Erhard Fischer wollte den See gerne sportlich-kommerziell nutzen und beantragte bei der Stadt den Aufbau einer Wasserskianlage, ähnlich wie sie in der Wedau kreist. Daraus wurde nichts, da der Entenfang im Landschaftsschutzgebiet liegt. Auch Motorboote dürfen hier nicht fahren. Wer weder rudern noch treten mag, bekommt beim Bootsverleih immerhin elektrisch betriebene kleine Kähne.

Zurück zum Rekord-Wels von Günter Boeing: Er wurde, mit Hilfe von Freunden, frisch verzehrt. „Wir sind Kochpott-Angler”, sagt Heinz Laufs, Vorsitzender des Angelvereins, der 150 Mitglieder zählt. Das Gewässer gehört, wie das umliegende Grün, der Forstverwaltung Graf von Spee. Der Club hat es gepachtet. Laufs schätzt den jährlichen Fang auf insgesamt rund 500 Kilo. Vom Aal bis zum Zander. „Dafür setzen wir aber auch regelmäßig neue Fische nach.”

Ersthelfer am Wasser

Als Badegewässer ist der bis zu sechs Meter tiefe See nicht freigegeben. Aufsicht und Toiletten fehlen. Doch es gibt einen Sandstrand, einen Kiosk, und an Hitzetagen tummeln sich Tausende am Ufer, viele plantschen. Das Deutsche Rote Kreuz betreibt am Entenfang seit den frühen 70er Jahren eine Wasserwacht-Station: Wenigstens in der Sommersaison seien Ersthelfer da, erklärt DRK-Kreisgeschäftsführer Helmut Storm: „Der See liegt weitab vom Schuss, und die Leute parken oft wie die Weltmeister. Da kommt der Rettungswagen im Notfall nur schwer durch.”

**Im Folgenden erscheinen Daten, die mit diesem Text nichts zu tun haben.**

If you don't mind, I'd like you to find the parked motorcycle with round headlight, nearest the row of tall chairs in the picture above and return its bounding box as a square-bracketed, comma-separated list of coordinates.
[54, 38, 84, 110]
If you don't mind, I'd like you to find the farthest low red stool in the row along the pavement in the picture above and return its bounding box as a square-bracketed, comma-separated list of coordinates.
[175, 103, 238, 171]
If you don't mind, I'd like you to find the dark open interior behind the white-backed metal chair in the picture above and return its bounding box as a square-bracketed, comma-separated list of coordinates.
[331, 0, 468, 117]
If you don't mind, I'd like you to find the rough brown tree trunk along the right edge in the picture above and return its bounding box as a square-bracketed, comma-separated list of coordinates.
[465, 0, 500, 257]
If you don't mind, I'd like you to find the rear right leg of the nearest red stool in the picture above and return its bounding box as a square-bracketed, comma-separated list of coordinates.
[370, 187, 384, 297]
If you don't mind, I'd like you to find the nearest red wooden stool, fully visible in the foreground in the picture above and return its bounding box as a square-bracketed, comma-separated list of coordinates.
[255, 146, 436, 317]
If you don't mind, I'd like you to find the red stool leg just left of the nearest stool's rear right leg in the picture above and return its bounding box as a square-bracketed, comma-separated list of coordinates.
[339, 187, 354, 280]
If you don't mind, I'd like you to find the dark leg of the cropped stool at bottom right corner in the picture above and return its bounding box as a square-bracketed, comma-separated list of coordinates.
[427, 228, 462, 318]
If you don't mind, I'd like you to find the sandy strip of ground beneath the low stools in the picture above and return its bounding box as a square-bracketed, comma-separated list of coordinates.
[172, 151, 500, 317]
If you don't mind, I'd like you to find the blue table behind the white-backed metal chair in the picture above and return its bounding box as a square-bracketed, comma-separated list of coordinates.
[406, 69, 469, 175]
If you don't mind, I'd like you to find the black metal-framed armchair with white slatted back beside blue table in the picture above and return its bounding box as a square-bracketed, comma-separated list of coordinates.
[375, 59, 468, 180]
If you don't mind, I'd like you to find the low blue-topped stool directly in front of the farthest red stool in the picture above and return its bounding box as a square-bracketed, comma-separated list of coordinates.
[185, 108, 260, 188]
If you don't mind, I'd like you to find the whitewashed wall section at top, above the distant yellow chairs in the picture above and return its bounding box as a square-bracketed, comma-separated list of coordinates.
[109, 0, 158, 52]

Von Mitte Mai bis Anfang August seien sie an warmen Wochenenden vor Ort, sagt Daniel Muscheika, technischer Leiter der Wasserwacht. Zu viert. Alles Ehrenamtliche. Sie haben ein Auto, ein Schlauchboot, unmotorisiert, ein Rettungsbrett. „Eigentlich passiert am Entenfang nicht viel”, ist Muscheikas Erfahrung aus über zehn Jahren, die meisten kämen mit Insektenstichen zur DRK-Hütte, selten tritt jemand in eine Scherbe.

Da hat Günter Boeing, seit mehr als einem halben Jahrhundert Angler am See, schon anderes erlebt: „Einmal im Winter haben sich zwei Schwerbehinderte gemeinsam das Leben genommen.” Es war Boeing, der den im Wasser dümpelnden Rollstuhl fand. „So was vergisst man nicht.”